Drafting the ultra-Orthodox is a diversion. It’s more important for their kids to learn math and English

Gershom Gorenberg

Prospect Magazine in the UK has posted my portrait of the crisis facing Israel’s haredim – and all the rest of us.

“The system just isn’t relevant to life,” says Asher Gold. He wears black trousers, a black velvet skullcap, and a pale lavender shirt, one shade from white, one shade away from the standard dress of the ultra-Orthodox Jewish male. The other four young men at the table are more circumspect about dissidence; they wear white shirts. The café where they’ve chosen to meet me is in a courtyard one flight down from street level in a Jerusalem commercial district: a place both public and removed from sight, appropriate for scathing words.

Gold, 25, is talking about the accepted course of ultra-Orthodox life in Israel, in which men devote much or all of adulthood to religious study rather than to making a living. “At some stage a person looks at the situation and says, ‘This just cannot continue,’” he says. “‘No one is throwing loaves of bread from heaven. You have to go to work.’”

“The manna,” says Elimelech, another of the men, “isn’t coming down.”

“There was an ideal society, a society that can’t exist in the real world, and yet it existed,” says a third.

“People lived in a utopia,” says Gold, “until the reality shattered.”

Other Israelis would dismiss the assertion that ultra-Orthodox society was ever a utopia, noting that the manna that feeds it comes not from heaven, but from the government, and that too much is still falling. But they would not disagree that ultra-Orthodoxy as lived in Israel has become unsustainable.

Ultra-Orthodoxy is a subculture whose members live by a stringent version of Jewish religious law and belief and who seek to keep surrounding society at arm’s length. The means of being a people apart include dressing distinctively, living in self-segregated neighbourhoods and maintaining separate schools, where sacred texts are the main subject of study. Today’s Ultra-Orthodox Jews, or haredim, marry early and have many children. In Israel, where the military draft is universal for other Jewish men and most Jewish women, the ultra-Orthodox have been largely exempt.

This summer the issue of everyone bearing an “equal burden” for national defence has boiled over in Israeli politics. Yet the conscription argument may be a diversion from the real economic and political crisis. The haredi community is overwhelmingly poor, underemployed, and dependent on the rest of Israel. It is also growing rapidly, creating an ever-larger weight for wider society to carry. Unless ultra-Orthodox education changes and haredim are integrated into the workplace, the Israeli economy could collapse. “We could lose the country,” as a leading Israeli economist, Dan Ben-David, warns.

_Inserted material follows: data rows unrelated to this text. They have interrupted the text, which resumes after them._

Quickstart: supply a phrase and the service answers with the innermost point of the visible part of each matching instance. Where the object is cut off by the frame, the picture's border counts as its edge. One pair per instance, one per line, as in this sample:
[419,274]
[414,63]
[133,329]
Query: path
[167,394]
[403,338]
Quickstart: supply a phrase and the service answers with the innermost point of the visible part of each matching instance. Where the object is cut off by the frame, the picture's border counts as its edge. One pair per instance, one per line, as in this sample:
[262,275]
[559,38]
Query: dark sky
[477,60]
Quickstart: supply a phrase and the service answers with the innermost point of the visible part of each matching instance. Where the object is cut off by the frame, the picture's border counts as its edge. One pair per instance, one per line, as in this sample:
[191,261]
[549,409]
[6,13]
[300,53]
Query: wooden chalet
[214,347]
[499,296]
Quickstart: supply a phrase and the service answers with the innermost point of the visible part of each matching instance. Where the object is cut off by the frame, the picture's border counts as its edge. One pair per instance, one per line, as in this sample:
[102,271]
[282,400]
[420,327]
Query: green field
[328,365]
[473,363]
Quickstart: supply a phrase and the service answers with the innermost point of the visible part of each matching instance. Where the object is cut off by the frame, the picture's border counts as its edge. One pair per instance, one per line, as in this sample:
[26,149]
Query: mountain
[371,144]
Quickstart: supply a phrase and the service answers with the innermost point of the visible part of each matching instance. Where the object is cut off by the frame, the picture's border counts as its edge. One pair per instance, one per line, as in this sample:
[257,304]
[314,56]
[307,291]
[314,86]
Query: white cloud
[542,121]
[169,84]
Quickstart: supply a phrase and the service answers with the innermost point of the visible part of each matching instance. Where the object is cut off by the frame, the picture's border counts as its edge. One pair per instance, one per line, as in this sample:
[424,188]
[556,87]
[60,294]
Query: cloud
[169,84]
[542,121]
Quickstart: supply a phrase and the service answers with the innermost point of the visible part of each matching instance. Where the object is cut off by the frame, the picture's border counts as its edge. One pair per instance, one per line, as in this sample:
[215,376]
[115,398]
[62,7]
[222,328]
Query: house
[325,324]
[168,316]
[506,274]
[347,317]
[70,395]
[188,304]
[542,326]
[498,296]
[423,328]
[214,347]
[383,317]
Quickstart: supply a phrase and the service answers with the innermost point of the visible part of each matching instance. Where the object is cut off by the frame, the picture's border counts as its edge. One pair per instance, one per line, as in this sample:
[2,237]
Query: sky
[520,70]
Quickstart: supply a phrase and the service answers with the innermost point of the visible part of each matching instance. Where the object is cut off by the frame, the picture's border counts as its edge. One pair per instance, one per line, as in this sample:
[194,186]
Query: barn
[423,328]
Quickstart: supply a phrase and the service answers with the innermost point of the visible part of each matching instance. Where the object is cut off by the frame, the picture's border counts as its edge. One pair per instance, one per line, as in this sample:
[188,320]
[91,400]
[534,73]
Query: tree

At the margins of ultra-Orthodox society itself, a sense of impending economic disaster is growing. Yet a change of direction is fraught with challenges. It requires haredi society to brave integration. It requires the state to spend more money, not less, on the ultra-Orthodox in the near term. The longer the change is delayed, the more politically difficult it will be to carry out. …

Read the rest here.

1 thought on “The Manna Stops Falling”

  1. If one kept some form of universal service, military with other options, and trained those in the latter group, maybe this latter could act as a halfway house for the Ultra Orthodox. One could also have exemptions based on needed quotas, and balance the military vs other option by pay and years of service (maybe less time for military service). Reducing exemptions over years could phase in the process, limiting immediate oppostion. Perhaps, so long as choice is the final pivot, the Court would allow such a scheme. Equal burden is retained in principle, but paths for the U O are created, recognizing their backgrounds. But this would be expensive, and the unspoken part of your piece is the general stress of the present middle class, which will require funds as well.

    The settlements are a population and ideological escape valve for the State and the U O themselves; but they are defining a de facto greater Israel policy which produces an ever more militaristic State. Bibi says “we will never have a Jew lose his home” becomes Greater Israel expunging of resident Bank Palestinians. Without altering these social fault lines, apartheid complete seems inevitable.